Since the leaked draft overturning Roe v Wade was released, I’ve encountered a number of forums in which women are advocating we all delete any menstruation tracking apps. This seems, to me, like performance art meant as protest. Not an effective solution to the stated problem.
I get the point — people don’t want their data tracked in a place where the state can readily compel production of records. If they have reasonable suspicion that an abortion took place, they can get a warrant for your data. But deleting the app from your phone — that doesn’t actually delete the data on the cloud hosting provider’s side. Deleting the app has the same impact as ceasing to enter new data.

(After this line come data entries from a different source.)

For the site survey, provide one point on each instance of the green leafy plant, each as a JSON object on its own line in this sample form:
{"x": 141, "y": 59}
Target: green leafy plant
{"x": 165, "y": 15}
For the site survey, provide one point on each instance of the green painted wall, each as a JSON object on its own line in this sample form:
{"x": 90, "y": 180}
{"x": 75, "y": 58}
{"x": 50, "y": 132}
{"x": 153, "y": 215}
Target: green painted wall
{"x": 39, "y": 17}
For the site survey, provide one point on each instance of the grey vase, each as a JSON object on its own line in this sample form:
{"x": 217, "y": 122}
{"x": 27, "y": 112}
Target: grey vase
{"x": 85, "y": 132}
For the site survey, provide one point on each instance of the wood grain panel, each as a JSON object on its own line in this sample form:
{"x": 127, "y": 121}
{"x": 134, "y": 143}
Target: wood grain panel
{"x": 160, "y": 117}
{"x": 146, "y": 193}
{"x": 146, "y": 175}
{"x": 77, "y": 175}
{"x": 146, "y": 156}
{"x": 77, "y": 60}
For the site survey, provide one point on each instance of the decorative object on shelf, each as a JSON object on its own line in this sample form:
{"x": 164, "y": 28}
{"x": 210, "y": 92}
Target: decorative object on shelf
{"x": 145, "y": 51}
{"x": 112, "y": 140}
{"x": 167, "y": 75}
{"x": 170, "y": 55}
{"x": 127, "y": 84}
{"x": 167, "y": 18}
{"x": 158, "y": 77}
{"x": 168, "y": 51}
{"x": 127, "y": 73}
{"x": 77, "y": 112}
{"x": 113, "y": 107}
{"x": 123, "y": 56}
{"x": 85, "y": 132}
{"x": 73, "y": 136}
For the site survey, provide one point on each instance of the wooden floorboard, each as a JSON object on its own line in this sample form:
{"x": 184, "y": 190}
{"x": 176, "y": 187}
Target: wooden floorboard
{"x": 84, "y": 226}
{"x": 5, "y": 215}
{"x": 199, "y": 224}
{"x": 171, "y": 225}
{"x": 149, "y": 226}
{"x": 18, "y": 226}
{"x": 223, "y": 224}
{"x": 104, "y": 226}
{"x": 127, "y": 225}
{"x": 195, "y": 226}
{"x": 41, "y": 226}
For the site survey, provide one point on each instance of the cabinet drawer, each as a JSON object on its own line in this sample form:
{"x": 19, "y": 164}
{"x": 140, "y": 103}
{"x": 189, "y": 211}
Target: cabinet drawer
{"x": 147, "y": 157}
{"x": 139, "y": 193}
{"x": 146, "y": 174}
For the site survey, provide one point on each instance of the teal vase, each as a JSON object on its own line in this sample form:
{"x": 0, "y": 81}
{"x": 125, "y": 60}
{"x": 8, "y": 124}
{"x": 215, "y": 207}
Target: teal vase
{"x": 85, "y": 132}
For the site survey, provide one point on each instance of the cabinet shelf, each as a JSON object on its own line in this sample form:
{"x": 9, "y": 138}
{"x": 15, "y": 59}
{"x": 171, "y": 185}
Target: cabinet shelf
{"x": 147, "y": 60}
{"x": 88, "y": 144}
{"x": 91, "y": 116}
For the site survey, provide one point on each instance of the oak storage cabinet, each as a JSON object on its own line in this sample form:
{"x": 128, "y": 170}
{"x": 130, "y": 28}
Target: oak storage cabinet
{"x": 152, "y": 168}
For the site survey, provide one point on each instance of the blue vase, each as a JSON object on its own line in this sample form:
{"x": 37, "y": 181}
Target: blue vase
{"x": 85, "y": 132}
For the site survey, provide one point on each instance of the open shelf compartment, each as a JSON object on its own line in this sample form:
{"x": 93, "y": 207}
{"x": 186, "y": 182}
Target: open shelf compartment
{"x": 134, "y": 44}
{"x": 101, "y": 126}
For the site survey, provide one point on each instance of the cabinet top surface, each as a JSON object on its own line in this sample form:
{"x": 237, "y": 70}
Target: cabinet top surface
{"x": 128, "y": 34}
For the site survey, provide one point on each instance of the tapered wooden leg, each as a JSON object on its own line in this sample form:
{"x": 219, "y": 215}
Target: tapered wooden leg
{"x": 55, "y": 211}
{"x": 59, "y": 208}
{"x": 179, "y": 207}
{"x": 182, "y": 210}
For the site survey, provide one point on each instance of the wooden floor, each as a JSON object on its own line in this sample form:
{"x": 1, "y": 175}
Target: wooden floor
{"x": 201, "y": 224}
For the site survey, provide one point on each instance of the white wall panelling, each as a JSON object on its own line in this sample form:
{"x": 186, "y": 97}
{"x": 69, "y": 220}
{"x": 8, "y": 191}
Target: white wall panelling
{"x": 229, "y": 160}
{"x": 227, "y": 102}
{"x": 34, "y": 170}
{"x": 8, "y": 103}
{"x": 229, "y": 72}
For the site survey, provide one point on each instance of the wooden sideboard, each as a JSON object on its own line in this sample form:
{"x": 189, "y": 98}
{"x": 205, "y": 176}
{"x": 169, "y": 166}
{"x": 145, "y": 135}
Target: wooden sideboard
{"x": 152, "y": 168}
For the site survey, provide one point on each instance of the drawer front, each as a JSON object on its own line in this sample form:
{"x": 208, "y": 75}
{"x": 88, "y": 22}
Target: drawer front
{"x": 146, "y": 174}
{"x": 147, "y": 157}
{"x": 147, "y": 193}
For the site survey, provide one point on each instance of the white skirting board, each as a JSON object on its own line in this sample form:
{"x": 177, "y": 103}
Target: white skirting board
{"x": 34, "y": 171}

Except you’ve inconvenienced yourself by losing access to your old data. Check if an account can be deleted — and learn what the details of ‘delete’ actually mean. In many cases, ‘delete’ means disable and then purge after some delta time elapses. What about backups? For how long would the company be able to produce data if they really needed to?

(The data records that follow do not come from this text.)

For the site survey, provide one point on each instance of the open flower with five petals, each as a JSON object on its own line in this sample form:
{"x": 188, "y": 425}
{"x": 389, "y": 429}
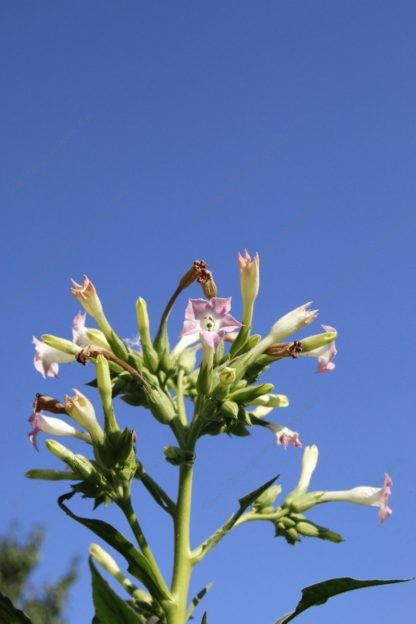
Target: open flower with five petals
{"x": 365, "y": 495}
{"x": 211, "y": 319}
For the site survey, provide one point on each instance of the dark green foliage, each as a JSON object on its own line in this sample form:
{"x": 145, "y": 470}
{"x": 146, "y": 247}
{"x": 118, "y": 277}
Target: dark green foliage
{"x": 18, "y": 558}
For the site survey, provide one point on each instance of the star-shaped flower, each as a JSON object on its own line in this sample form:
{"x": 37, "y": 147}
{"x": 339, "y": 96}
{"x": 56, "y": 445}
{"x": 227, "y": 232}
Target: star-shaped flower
{"x": 211, "y": 319}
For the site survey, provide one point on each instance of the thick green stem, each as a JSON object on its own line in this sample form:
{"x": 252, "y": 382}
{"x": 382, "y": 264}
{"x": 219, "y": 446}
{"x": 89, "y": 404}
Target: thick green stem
{"x": 182, "y": 566}
{"x": 180, "y": 398}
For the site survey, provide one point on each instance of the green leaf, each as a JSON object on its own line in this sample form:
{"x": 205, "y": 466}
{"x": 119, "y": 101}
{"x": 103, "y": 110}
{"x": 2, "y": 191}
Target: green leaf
{"x": 197, "y": 599}
{"x": 249, "y": 499}
{"x": 109, "y": 607}
{"x": 319, "y": 593}
{"x": 138, "y": 565}
{"x": 9, "y": 613}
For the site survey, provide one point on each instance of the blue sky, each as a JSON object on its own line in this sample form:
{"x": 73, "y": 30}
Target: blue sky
{"x": 140, "y": 136}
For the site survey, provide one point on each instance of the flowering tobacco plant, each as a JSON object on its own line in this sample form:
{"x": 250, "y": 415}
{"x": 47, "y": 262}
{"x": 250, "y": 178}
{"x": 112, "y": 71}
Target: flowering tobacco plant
{"x": 214, "y": 369}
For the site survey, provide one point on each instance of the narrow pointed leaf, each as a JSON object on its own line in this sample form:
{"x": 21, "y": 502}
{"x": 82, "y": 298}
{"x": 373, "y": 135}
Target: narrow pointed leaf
{"x": 197, "y": 599}
{"x": 249, "y": 499}
{"x": 319, "y": 593}
{"x": 109, "y": 607}
{"x": 9, "y": 613}
{"x": 138, "y": 565}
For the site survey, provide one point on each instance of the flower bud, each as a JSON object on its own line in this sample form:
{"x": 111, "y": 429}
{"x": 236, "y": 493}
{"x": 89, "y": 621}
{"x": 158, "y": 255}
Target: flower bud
{"x": 51, "y": 475}
{"x": 267, "y": 498}
{"x": 150, "y": 356}
{"x": 230, "y": 409}
{"x": 104, "y": 559}
{"x": 271, "y": 400}
{"x": 86, "y": 295}
{"x": 227, "y": 376}
{"x": 249, "y": 394}
{"x": 62, "y": 345}
{"x": 82, "y": 411}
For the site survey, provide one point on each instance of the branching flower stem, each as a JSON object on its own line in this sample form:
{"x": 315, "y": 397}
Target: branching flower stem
{"x": 127, "y": 508}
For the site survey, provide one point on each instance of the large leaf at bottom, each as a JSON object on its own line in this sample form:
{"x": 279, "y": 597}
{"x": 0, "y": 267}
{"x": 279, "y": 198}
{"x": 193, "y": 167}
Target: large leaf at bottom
{"x": 138, "y": 564}
{"x": 9, "y": 613}
{"x": 319, "y": 593}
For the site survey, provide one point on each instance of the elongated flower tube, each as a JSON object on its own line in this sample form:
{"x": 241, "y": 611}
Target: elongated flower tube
{"x": 249, "y": 283}
{"x": 271, "y": 400}
{"x": 86, "y": 295}
{"x": 285, "y": 326}
{"x": 292, "y": 322}
{"x": 47, "y": 359}
{"x": 365, "y": 495}
{"x": 211, "y": 319}
{"x": 84, "y": 336}
{"x": 53, "y": 426}
{"x": 284, "y": 436}
{"x": 324, "y": 353}
{"x": 299, "y": 499}
{"x": 82, "y": 411}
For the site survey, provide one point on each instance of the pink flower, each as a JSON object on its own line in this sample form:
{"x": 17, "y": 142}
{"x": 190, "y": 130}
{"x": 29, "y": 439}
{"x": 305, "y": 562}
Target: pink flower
{"x": 384, "y": 510}
{"x": 47, "y": 359}
{"x": 324, "y": 354}
{"x": 53, "y": 426}
{"x": 211, "y": 319}
{"x": 365, "y": 495}
{"x": 286, "y": 436}
{"x": 79, "y": 333}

But before going to extremes to actually delete data, consider if the alternatives are actually any “safer” by your definition. If I were tracking my period on a little paper calendar in my purse or one pinned to the cork board in the rec room? They may get a warrant and seize my paper calendar too. And, really, you could continue to enter “periods” even if they’re not happening. There’s usually a field for ‘notes’ and you could put something in like ‘really painful cramping’ or ‘so many hot flashes’ whenever you actually mean “yeah, this one didn’t happen” — which would make the data the government is able to gather rather meaningless.